Aquellos finos labios se curbaron, seguido refutaron —Muy osada, gatita. ¿Sabes lo que te podría pasar si me haces un rasguño? No, claro que no lo sabes, por eso expulsas amenazas…
—¡No son amenazas! ¡Son advertencias! No dejaré que nadie me toque sin mi consentimiento, puede ser el mismo rey, pero no me tocará sin que yo lo permita. ¡Y no le tengo miedo, señor Pinheiro!, ¡no lo tengo! —, aseguró, aunque por dentro temblaba.
—¡Pues deberías temerme! —, salió del colchón, arregló su traje de última marca, hecho a su medida —Te espero en el despacho, quiero que me aclares unas cuantas cosas.
Una vez que el alto hombre, de figura perfecta salió, Adamari corrió a la puerta, la cerró y colocó seguro. Dejó las manos afirmadas en la madera, fue inclinando las rodillas hasta que llegó al suelo, inhaló y exhaló con rapidez y gritó mientras mordía sus labios. Ni una lágrima cayó de sus ojos, no podía soltar las lágrimas, siempre lograba controlarlas.

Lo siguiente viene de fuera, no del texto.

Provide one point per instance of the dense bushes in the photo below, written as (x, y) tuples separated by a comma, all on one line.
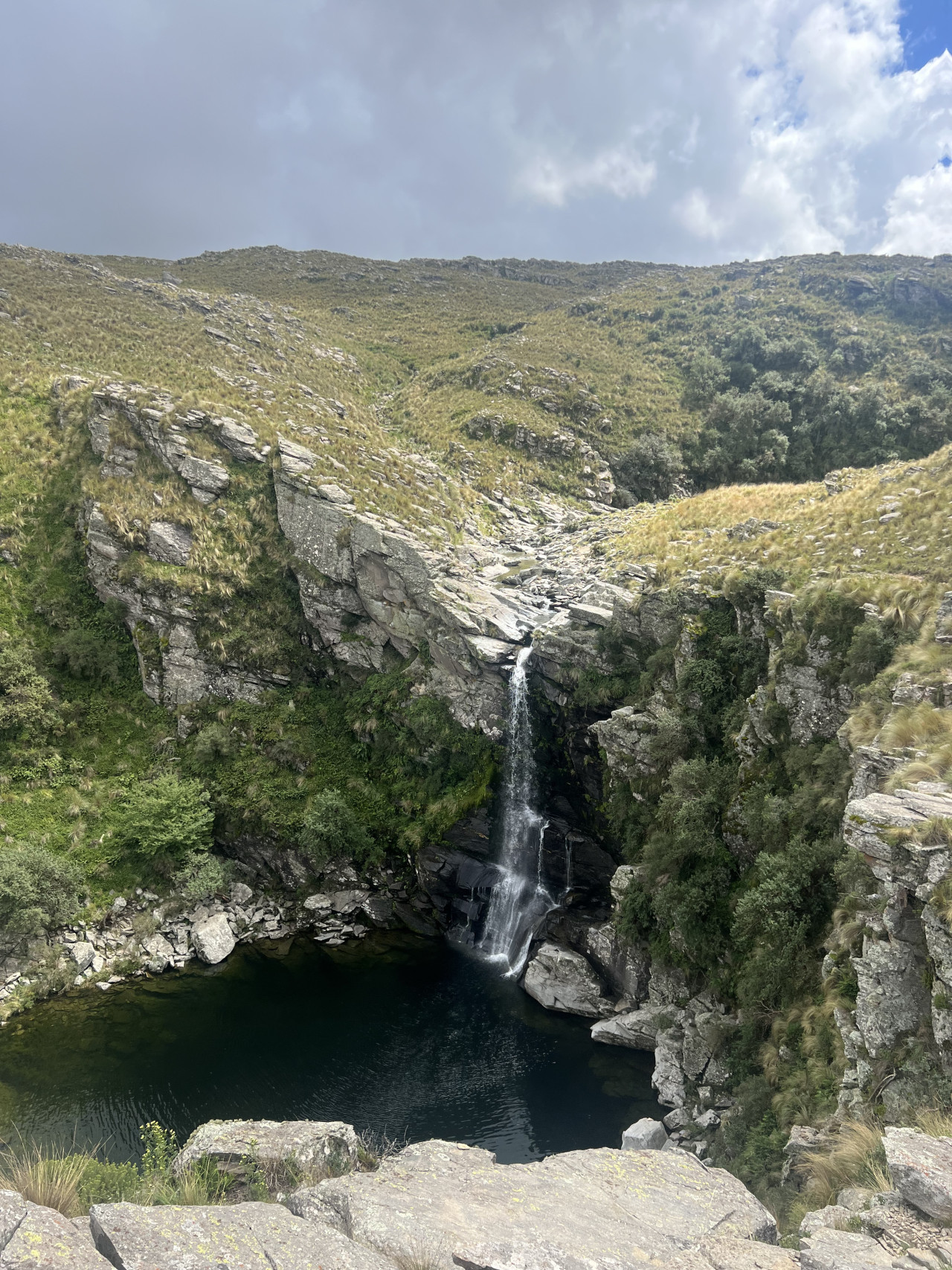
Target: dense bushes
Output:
[(164, 819), (332, 831), (736, 860), (37, 889)]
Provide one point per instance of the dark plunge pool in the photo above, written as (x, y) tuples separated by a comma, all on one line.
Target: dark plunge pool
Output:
[(396, 1036)]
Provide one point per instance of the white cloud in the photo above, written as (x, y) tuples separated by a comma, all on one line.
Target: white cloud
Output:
[(619, 170), (767, 127), (673, 129), (921, 215), (696, 215)]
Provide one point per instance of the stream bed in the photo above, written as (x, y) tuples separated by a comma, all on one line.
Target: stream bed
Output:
[(400, 1036)]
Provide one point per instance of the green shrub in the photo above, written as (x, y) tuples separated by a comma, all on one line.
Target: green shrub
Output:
[(27, 705), (202, 875), (86, 655), (165, 818), (106, 1183), (869, 652), (332, 831), (212, 745), (37, 889), (781, 919)]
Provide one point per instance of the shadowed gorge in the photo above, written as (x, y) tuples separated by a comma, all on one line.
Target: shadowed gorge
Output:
[(503, 702)]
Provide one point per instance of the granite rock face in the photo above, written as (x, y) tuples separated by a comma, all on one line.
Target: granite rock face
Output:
[(637, 1029), (828, 1248), (375, 594), (271, 1142), (645, 1135), (33, 1237), (562, 979), (169, 542), (904, 932), (208, 1239), (213, 939), (630, 1205), (161, 619), (922, 1170), (727, 1254)]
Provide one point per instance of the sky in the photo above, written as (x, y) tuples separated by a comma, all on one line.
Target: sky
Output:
[(695, 131)]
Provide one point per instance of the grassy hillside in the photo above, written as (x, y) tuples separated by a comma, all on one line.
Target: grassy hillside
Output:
[(762, 371)]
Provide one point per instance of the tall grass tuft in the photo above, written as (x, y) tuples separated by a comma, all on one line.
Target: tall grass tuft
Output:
[(857, 1158), (46, 1175)]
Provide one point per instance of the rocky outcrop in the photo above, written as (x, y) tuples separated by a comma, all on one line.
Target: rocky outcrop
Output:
[(817, 709), (212, 939), (564, 981), (922, 1171), (42, 1239), (442, 1205), (161, 620), (630, 1205), (903, 934), (199, 1237), (843, 1250), (170, 433), (375, 594), (269, 1144), (645, 1135)]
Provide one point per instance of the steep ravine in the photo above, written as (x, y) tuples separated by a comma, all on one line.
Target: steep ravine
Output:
[(705, 747)]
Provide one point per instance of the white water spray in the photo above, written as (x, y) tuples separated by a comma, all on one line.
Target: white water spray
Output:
[(519, 897)]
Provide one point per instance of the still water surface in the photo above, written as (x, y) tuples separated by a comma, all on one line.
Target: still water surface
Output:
[(396, 1036)]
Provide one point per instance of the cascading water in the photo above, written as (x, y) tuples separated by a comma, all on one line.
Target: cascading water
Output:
[(519, 897)]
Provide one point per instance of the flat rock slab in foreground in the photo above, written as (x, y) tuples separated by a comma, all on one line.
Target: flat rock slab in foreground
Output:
[(41, 1239), (727, 1254), (231, 1144), (922, 1170), (591, 1205), (242, 1237), (842, 1250)]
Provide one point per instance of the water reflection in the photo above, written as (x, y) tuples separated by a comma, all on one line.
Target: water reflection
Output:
[(402, 1036)]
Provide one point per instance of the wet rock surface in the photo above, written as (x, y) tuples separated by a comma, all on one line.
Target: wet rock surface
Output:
[(233, 1144), (562, 979)]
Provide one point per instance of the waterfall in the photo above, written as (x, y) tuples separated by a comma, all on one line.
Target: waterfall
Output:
[(519, 897)]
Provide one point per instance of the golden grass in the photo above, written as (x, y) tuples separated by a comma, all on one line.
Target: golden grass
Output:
[(857, 1158), (48, 1176)]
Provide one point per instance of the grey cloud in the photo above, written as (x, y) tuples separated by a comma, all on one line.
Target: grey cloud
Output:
[(164, 127)]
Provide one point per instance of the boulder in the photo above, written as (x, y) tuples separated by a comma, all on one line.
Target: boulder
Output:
[(843, 1250), (891, 998), (637, 1029), (271, 1142), (208, 1239), (562, 979), (213, 939), (833, 1217), (645, 1135), (922, 1170), (631, 1205), (83, 954), (39, 1239), (159, 953), (172, 544)]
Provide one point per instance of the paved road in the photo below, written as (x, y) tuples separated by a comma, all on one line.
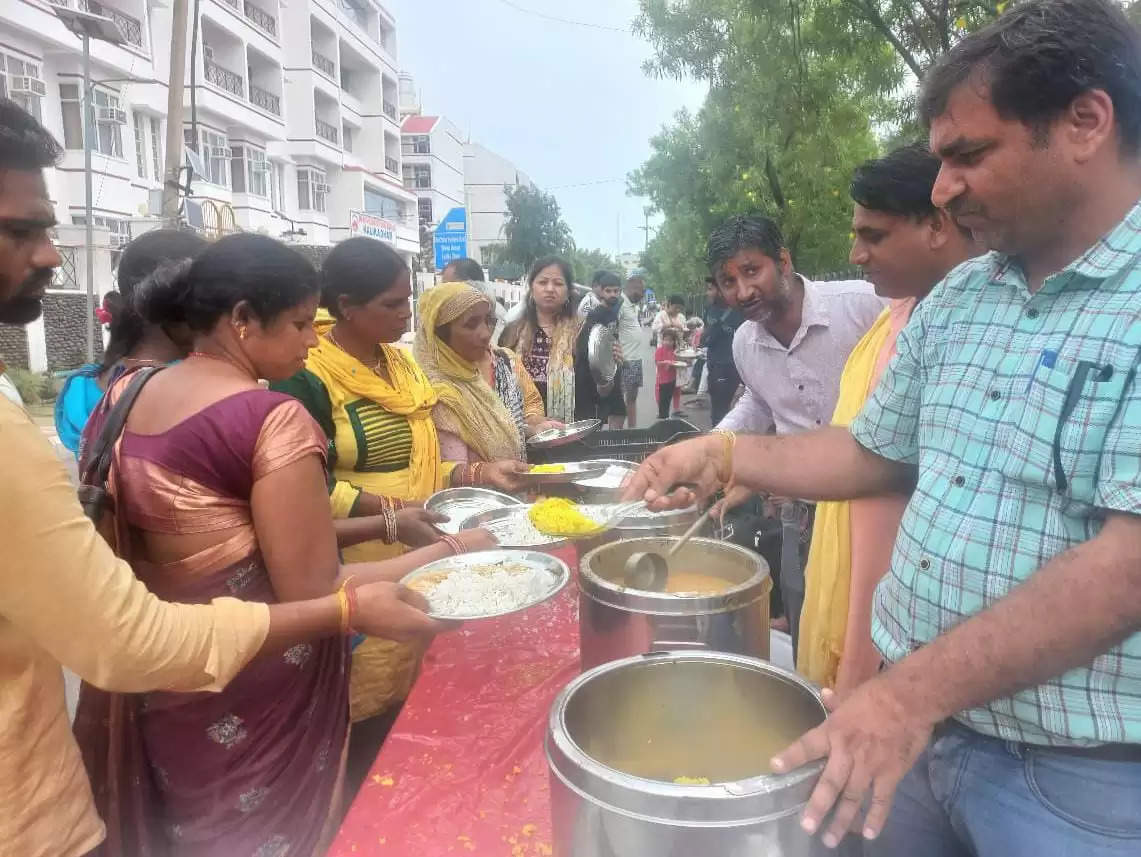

Una vez calmada bajó, pero antes de salir de la habitación agarró una tijera y la metió en sus bolsillos. Se había colocado un abrigo grande que pasaba las rodillas, y cubría su cuello. Caminó hacia el despacho con las manos guardadas en los bolsillos. Empujó la puerta con una mano, la cerró con la misma, se giró en dirección al hombre que ni la miró cuando ingresó.
Nathan tenía la mirada clavada en la pila de documentos que reposaba sobre el escritorio, sin mover la cabeza levantó las pestañas y la observó ir hacia él. Le regaló una sonrisa y ordenó.
—Quítate el abrigo, cuélgalo en el colgante—, seguido bebió de la copa diminuta que tenía en su mano izquierda.
—Tengo frío.
—¿Piensas que con eso lograrás herirme? —, Ada frunció el ceño —Sé lo que cargas en ese suéter.
—¿Cómo lo supo? —, sonrió y le indicó la silla.
—Toma asiento—, no quería perder más tiempo en niñerías, se notaba que esa joven no pasaba de los veinte —Voy hacer directo porque no me gustan los rodeos—, empujó la pila de documentos —Tienes cinco minutos para contarme la verdad. Si no lo haces, si te atreves a mentirme, no tendrás para contarla.
—¿Verdad? ¿Qué verdad? —, Nathan sonrió forzadamente, humedeció los labios y refutó.
—Tienes una sola oportunidad para remediar tu error. Si no lo haces, ve despidiéndote de este mundo, porque no lograrás ver la luz del sol, ni siquiera podrás despedirte de tu madre.
—Adamari dejó rodar la gruesa saliva —Si, tu madre, esa que está en el hospital—, la joven apretó los labios —Ahora mismo vas a decirme, ¿Qué te llevó a ocupar el lugar de Luzmila? Más te vale que tenga una buena excusa, porque si no lo hay, no tendré compasión—, los ojos de Adamari se abrieron con asombro cuando vio la mano de Nathan hecho puño y de la palma de esta chorreaba sangre. Había quebrado la copa en su mano y los cristales rompieron su corteza—¡Estoy esperando! —, Ada saltó, su respiración se aceleró, apretó los labios y organizó las palabras. No sabía por dónde empezar, ni siquiera sabía si lo que iba a decir le salvaría, por un momento sintió miedo de no volver a ver a su madre, de dejarla sola y muriendo sin nadie a su lado.
Una lágrima brotó de su ojo, la cual no cayó puesto que la limpió de inmediato. Inhaló profundo y conectó la mirada con la de él —Me obligaron.